As a police station in Athens is bombed exactly 100 days before the start of the Olympics, BBC News Online examines what is being done to provide security for athletes and the public attending the world's biggest festival of sport this August.
In security terms, Athens is seen as the most challenging Games yet
Who is responsible for the latest attacks?
While the timing of this latest attack is significant, Greece has been quick to insist there is no connection between the blasts and the Olympic Games.
The attack comes against a background of heightened fears over international terrorism, but police say they are investigating local left-wing extremist groups which have in the past planted bombs and carried out assassinations in Greece.
One group under the spotlight is Popular Struggle, which carried out a bomb attack in March, and threatened more violence.
But attacks by Greek terror groups have become less frequent since a government crackdown on the November 17 cell, which resulted in 19 of its members being jailed last December.
Correspondents say left-wing and anarchist groups oppose the Games, viewing them as a capitalist bonanza, and have protested at Western security services arriving en masse in Greece.
How big is the security challenge of the Games?
It is feared the huge profile of the Games - the first to be held since the attacks on New York, Washington, Bali and Madrid - could make Athens a prime target for terrorists.
The IOC has - for the first time - insured against partial or full cancellation of the Olympics, in a £93m policy covering terrorism, earthquakes, flooding and landslides
Greece is staging an unprecedented security operation at an estimated cost of 1bn euros ($1.2bn) - nearly four times what Australia spent for the 2000 Summer Games. Greek Prime Minister Costas Karamanlis has taken personal responsibility for preparation for the Games.

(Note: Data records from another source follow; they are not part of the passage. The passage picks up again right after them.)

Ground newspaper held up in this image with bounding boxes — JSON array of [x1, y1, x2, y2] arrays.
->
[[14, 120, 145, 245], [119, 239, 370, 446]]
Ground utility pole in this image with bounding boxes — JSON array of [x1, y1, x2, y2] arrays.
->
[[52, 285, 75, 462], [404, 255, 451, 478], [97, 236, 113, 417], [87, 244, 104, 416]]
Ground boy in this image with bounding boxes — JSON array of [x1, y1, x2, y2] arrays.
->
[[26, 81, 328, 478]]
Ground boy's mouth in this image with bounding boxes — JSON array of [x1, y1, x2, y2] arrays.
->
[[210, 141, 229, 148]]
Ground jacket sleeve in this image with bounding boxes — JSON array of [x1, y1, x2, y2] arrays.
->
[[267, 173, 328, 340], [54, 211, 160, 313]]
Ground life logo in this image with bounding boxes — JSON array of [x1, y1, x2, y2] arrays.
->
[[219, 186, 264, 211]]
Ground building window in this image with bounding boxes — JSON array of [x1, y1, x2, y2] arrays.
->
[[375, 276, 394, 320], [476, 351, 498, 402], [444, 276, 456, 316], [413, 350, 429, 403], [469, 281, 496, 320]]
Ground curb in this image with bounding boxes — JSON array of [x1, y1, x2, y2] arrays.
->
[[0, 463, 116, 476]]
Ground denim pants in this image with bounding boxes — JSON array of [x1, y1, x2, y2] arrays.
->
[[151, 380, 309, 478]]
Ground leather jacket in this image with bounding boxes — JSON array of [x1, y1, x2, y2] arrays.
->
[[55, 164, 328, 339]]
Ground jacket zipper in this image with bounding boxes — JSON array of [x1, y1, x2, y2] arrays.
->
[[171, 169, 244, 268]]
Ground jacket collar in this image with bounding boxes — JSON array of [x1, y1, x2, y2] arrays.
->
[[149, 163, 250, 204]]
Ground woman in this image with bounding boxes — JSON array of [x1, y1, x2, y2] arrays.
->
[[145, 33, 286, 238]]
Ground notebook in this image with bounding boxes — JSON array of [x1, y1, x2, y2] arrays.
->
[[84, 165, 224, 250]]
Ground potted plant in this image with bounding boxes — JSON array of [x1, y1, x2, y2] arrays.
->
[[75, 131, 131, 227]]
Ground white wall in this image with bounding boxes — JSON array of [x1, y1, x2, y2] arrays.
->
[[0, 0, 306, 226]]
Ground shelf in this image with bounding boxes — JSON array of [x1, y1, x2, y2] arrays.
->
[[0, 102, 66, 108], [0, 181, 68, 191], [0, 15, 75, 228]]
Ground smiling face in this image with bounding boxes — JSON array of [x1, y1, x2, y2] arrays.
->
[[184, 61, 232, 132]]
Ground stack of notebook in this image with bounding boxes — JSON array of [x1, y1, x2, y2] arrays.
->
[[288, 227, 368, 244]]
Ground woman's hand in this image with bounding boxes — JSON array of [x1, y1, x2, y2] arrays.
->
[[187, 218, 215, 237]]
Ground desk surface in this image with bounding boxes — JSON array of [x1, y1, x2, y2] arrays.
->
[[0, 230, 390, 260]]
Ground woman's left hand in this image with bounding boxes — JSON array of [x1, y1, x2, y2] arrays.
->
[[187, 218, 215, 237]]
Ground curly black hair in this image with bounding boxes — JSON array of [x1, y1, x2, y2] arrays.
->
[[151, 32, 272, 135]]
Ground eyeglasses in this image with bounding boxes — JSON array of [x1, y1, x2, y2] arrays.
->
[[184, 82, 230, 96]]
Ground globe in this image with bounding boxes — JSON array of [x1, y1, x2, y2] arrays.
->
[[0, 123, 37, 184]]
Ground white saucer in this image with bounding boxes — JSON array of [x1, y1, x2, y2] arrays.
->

International Olympic Committee President Jacques Rogge says Athens 2004 will be the "most challenging" Games in terms of security. The IOC has - for the first time - insured against partial or full cancellation of the Olympics, in a £93m policy covering terrorism, earthquakes, flooding and landslides.
Greece has asked Nato to assist with air and sea patrols and has set up a seven-nation security advisory group. Agents from the FBI and Britain's Scotland Yard will also help police the Games.
A Greek delegation is currently in Washington, for talks on efforts to safeguard the games, amid US concern that construction delays at Olympic venues could undercut efforts for advance security testing and other procedures.
What measures are the authorities taking?
More than 45,000 security staff will guard the Games and escort teams to and from sports venues - three times as many as in Sydney.
Mark Spitz says the US could pull out at the last minute
American, British and Israeli athletes are to be given 24-hour armed guards. Competitors from the three countries are considered to be among the most likely potential terrorism targets. Guards will travel on athletes' buses, which could also be protected by armoured vehicles and police helicopters.
Athletes from other countries which have sent troops to Iraq may also receive similar protection.
In March, Athens held a two-week exercise to test security involving 1,500 Greek security personnel and several hundred US soldiers. The drill included a simulated chemical attack, a plane hijacking and an outbreak of an epidemic.
Next week, Olympic plans will be tested in a four-day simulation of an attack on the Games.
What reaction has there been to the latest attack?
Many countries are carefully monitoring the security situation in the run-up to the Games. France and Australia say they are reviewing security in the wake of the police station bombings. New Zealand said it was too early to say how the bombings would affect its participation.
More than 45,000 security officials will police the Olympics
The head of the Australian Olympic Committee confirmed Australia would send a team to Athens, but noted it was possible some individual athletes might pull out.
In the US, Mark Spitz, the seven times swimming gold medallist, said recently that security concerns could see the US withdraw from the Athens Games.
The US Olympic Committee denies a withdrawal is on the cards, but Spitz said any US decision to pull out of the Games would come at a late stage, and could trigger a "snowball effect" as other countries follow suit.
Have the Olympics been targeted before?
Munich in 1972 is infamous for an attack by Palestinian guerrillas that killed 11 Israeli athletes. But that attack came out of the blue, rather than from a climate of concern over international terrorism.
Consequently, Montreal in 1976 was one of the most heavily militarised Games on record.
A bomb attack at the Olympic Park in Atlanta Games in 1996, also killed one person.